Here’s a surprisingly rational column by Henry Olsen in the conservative magazine National Review about the House Republicans and their obsession with cutting food stamps. He points out that those same Republicans ignore more expensive programs in the same bill (food stamps are part of the annual farm bill) that primarily benefit those who don’t need the help.
The conservative war on food stamps is the most baffling political move of the year. Conservatives have suffered for years from the stereotype that they are heartless Scrooge McDucks more concerned with our money than other people’s lives. Yet in this case, conservatives make the taking of food from the mouths of the genuinely hungry a top priority. What gives? And why are conservatives overlooking a far more egregious abuse of taxpayer dollars in the farm bill?…
The problem with the war on food stamps is that there’s one subsidy program in the farm bill that promotes greater dependency than food stamps and is growing just as fast: government-financed crop insurance. Yet conservatives say virtually nothing about this bailout of the rich and focus their ire on payments to the poor…
America’s crop-insurance program is obscene. Farmers receive government subsidies averaging 70 percent of their premiums to purchase insurance that protects them against declining crop value. There’s no income limit for this subsidy: The vast majority of this taxpayer money goes to farmers who make in excess of $250,000 a year. The insurance policies are sold by private companies, and the government also pays those firms about 20 percent of the premium cost to cover their expenses. The companies get to keep the profits from the policies, so taxpayer money makes crop insurance a largely risk-free investment for insurance companies. Thus, the government uses taxpayer money to pay rich farmers to buy insurance from wealthy insurance companies, whom the government also pays to sell the policies to the farmers. Talk about a “free” market.
Every problem conservatives complain about in food stamps is even worse in crop insurance. As you might expect when a program essentially offers intelligent, entrepreneurial people free money, they take it, and costs have exploded. From 2000 to 2011 — the same time period Heritage uses to analyze the growth in food-stamp expenditures — annual crop-insurance costs have also increased fourfold, from $2.2 billion to $8.6 billion. But at least with food stamps a significant portion of the cost growth since 2007 — between 30 and 50 percent, according to University of Chicago economist Casey Mulligan — occurred because the recession made more people eligible. Crop-insurance subsidies are not means-tested, so their increase is not necessarily due to falling income resulting from bad economic times.
In fact, crop-insurance subsidies are tied to crop prices, so they rise when prices rise.
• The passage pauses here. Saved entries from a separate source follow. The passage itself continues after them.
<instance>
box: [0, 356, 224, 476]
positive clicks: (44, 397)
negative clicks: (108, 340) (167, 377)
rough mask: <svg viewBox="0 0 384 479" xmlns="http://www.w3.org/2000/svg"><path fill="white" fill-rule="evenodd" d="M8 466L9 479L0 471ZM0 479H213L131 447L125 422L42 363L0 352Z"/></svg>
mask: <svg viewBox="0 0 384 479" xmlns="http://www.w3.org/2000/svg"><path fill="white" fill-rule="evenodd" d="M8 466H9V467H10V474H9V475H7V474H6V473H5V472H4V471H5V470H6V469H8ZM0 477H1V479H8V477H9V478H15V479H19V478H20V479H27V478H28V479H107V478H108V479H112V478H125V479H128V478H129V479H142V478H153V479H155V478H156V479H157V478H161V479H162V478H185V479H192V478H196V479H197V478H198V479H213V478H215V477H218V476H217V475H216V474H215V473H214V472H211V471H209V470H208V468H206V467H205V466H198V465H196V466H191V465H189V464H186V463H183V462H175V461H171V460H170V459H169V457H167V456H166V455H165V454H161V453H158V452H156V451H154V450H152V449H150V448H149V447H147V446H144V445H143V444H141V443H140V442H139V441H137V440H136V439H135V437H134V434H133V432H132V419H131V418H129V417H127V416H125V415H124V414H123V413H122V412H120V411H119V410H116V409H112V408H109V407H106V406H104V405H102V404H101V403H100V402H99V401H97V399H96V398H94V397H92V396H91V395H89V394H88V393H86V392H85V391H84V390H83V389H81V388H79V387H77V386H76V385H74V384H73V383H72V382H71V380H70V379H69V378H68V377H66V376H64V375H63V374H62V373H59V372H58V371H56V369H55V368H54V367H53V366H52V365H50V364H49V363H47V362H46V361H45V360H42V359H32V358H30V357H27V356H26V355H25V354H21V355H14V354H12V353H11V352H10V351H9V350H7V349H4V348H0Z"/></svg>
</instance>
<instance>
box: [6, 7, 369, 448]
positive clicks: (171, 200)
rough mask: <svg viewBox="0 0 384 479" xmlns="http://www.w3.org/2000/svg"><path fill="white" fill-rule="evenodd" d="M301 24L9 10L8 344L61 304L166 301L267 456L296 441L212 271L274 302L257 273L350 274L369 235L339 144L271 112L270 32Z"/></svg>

Crop prices, and hence farm incomes, reached record highs in 2006 and remain historically high today. Thus, the crop-insurance program is designed to give wealthy farmers more taxpayer money when they are already doing exceptionally well.
Crop insurance is even worse than food stamps at promoting dependency. Most food-stamp recipients receive only a couple of hundred dollars a month, a part of their income. Companies that sell crop insurance are 100 percent dependent on government payments for that business, and farmers are 70 percent dependent for their insurance — a rich subsidy that should strip away the idea of the farmer as a bold entrepreneur, while the welfare recipient is a burden on the public purse: The taxpayer spends more on the former than the latter. That’s why the crop-insurance lobbyists are frantically working Capitol Hill to keep feeding at the taxpayers’ trough. Crop insurance is perhaps the best example of a loosely structured government program tempting people who don’t need help to live at someone else’s expense. But instead, Heritage and its allies in this fight have chosen to focus on food stamps.
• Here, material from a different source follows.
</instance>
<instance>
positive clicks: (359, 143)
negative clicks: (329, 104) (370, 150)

He could just as easily have focused on the many other ways that taxpayers subsidize huge agribusiness concerns to the tune of tens of billions of dollars:
Over the last decade, the farm bill has cost taxpayers more than $168 billion. In theory, the program uses loans, price supports, and payments to protect family farmers from the fickle fluctuations of weather, price, and economic conditions, so that their businesses remain stable and Americans are ensured a steady supply of affordable food. In practice, the program keeps food prices high, costing consumers billions, while funneling most of its aid to giant agribusinesses and wealthy farmers. About 75 percent of total subsidies go to the biggest 10 percent of farming companies, including Riceland Foods Inc., Pilgrims Pride Corp., and Archer Daniels Midland. Among the “farmers” who get federal subsidies are Bruce Springsteen (who leases land to an organic farmer), Jon Bon Jovi (who owns bee colonies), former President Jimmy Carter, and billionaire media mogul Ted Turner.
But unlike poor people, agribusiness concerns have well-paid lobbyists in Washington and lots of money to spend on campaign contributions. And the Republicans think that demonizing the poor as lazy and shiftless is good politics because it plays well to their base. That’s why all of this is happening.